This item is not in the library — it is a part of: C. Cardew (ed.), Nature Study Notes (full, 1969).

All performers sit in circle. Instruments, if any, within circle. All sit perfectly still (eye movements, blinking, twitching, breathing, etc. do not count as movement). The 1st person to move must start playing his instrument (or make any sounds). As each person moves he must start playing. Only 3 people may play at any one time. So, as a 4th person starts playing, the person who has played longest stops. He resumes his stillness. Continuous stillness should be the aim, rather than playing. People must play their instruments or make their sounds whenever and as often as they break their stillness. The music made by the players should be in sympathy with stillness. Should no participant have moved within the first quarter hour, the piece is abandoned.

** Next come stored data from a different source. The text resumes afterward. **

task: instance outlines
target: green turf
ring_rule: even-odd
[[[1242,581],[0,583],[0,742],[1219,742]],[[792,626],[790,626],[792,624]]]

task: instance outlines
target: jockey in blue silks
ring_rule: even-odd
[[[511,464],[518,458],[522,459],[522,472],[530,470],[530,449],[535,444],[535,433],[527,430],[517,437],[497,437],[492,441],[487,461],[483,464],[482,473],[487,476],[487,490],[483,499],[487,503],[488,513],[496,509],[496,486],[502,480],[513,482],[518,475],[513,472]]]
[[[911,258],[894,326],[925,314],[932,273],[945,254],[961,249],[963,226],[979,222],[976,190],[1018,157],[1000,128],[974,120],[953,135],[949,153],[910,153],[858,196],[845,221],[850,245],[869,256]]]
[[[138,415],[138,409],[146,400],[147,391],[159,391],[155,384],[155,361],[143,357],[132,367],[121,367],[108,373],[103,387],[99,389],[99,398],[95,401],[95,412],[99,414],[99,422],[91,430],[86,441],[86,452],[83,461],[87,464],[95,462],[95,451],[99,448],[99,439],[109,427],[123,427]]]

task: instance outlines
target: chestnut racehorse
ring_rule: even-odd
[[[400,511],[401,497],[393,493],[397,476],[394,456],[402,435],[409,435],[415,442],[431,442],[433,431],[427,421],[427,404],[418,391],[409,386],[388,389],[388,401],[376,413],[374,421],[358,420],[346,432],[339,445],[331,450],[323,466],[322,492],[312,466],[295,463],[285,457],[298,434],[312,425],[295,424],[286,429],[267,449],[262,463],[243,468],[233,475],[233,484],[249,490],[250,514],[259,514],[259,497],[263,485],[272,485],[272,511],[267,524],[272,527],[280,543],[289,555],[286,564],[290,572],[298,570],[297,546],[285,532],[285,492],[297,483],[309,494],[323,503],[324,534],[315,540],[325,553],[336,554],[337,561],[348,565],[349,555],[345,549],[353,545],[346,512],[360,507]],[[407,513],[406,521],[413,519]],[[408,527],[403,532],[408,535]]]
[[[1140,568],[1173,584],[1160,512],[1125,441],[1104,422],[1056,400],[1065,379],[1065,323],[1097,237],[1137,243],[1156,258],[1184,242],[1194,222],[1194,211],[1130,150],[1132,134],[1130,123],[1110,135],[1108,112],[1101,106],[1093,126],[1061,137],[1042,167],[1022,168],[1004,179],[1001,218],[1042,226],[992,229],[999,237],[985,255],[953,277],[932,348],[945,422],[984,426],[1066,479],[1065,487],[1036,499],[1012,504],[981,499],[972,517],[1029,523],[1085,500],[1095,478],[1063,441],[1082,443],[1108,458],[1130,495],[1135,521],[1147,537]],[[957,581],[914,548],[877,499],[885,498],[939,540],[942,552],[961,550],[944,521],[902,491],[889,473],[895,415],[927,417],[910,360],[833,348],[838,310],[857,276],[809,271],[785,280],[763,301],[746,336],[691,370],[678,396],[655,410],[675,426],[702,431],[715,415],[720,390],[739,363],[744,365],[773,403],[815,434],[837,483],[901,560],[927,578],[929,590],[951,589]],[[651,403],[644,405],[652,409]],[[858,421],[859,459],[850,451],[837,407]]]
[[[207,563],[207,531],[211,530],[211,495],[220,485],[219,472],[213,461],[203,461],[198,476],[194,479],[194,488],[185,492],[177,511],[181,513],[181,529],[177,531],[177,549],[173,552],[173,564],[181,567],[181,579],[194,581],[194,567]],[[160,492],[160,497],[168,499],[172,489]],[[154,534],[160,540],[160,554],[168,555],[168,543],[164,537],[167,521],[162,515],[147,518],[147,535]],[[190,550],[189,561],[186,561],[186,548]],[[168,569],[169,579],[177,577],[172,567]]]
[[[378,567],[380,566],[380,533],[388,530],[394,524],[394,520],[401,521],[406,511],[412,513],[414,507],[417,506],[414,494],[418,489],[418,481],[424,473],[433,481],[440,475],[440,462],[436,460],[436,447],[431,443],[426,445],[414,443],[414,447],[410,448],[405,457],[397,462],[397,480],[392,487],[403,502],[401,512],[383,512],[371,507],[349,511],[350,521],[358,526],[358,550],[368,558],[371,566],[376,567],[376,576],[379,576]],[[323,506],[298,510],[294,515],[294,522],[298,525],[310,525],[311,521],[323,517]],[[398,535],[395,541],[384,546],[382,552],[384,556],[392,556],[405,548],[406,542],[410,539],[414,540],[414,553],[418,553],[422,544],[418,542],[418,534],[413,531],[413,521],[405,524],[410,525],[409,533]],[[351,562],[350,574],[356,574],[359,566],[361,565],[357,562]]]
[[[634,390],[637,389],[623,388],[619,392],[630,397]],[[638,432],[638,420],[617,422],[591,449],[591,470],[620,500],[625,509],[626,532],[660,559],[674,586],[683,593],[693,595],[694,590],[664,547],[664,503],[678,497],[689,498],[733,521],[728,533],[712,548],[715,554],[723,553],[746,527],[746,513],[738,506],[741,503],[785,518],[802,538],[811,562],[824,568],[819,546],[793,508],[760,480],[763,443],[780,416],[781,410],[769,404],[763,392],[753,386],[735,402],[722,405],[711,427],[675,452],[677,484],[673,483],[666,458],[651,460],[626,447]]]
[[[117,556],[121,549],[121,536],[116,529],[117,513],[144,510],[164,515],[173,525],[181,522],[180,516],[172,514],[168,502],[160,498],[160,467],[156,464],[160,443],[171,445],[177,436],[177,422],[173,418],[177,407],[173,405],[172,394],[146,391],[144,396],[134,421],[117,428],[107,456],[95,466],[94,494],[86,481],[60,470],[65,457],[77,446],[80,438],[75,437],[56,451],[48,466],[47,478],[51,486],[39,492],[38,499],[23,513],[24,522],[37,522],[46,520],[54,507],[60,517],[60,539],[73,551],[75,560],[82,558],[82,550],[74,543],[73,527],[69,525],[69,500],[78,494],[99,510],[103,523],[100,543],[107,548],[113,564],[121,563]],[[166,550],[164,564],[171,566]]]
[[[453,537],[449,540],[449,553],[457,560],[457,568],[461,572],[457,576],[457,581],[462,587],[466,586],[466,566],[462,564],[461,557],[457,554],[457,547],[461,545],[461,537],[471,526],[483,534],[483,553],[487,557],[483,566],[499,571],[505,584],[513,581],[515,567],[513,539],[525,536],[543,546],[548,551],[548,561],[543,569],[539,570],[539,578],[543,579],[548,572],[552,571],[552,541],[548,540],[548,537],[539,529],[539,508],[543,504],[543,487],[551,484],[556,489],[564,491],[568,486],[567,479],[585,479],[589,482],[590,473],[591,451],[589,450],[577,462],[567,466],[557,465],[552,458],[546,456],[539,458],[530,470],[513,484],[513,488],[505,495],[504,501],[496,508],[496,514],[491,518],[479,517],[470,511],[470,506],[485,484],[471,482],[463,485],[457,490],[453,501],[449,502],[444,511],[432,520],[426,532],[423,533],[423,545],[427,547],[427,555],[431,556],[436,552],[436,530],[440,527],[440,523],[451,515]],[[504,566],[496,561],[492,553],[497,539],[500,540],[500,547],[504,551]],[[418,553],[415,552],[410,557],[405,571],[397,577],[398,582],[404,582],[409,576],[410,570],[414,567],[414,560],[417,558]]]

The piece ends by (1) if one, two or three players have played for a quarter hour without interruption. (2) At a given time the player who has played longest stops. He resumes his stillness. After this no new person can play again. 5 minutes later the next player who has played longest stops and resumes his stillness. This leaves one lone player who plays on for 5 minutes, then stops. There is one minute of stillness to end the piece.


Stillness. A: ΨΨ vegetation. A second version is the same, but no instruments to be used. Sounds may be made in any other way. À pair of useful rules:
1) Notice the last person to start playing before yoru.
2) While playing, notice when he stops, and thereafter you stop when the next person starts.
Variant (for easier recognition when there are many):
While playing wear a hat; doff it on stopping.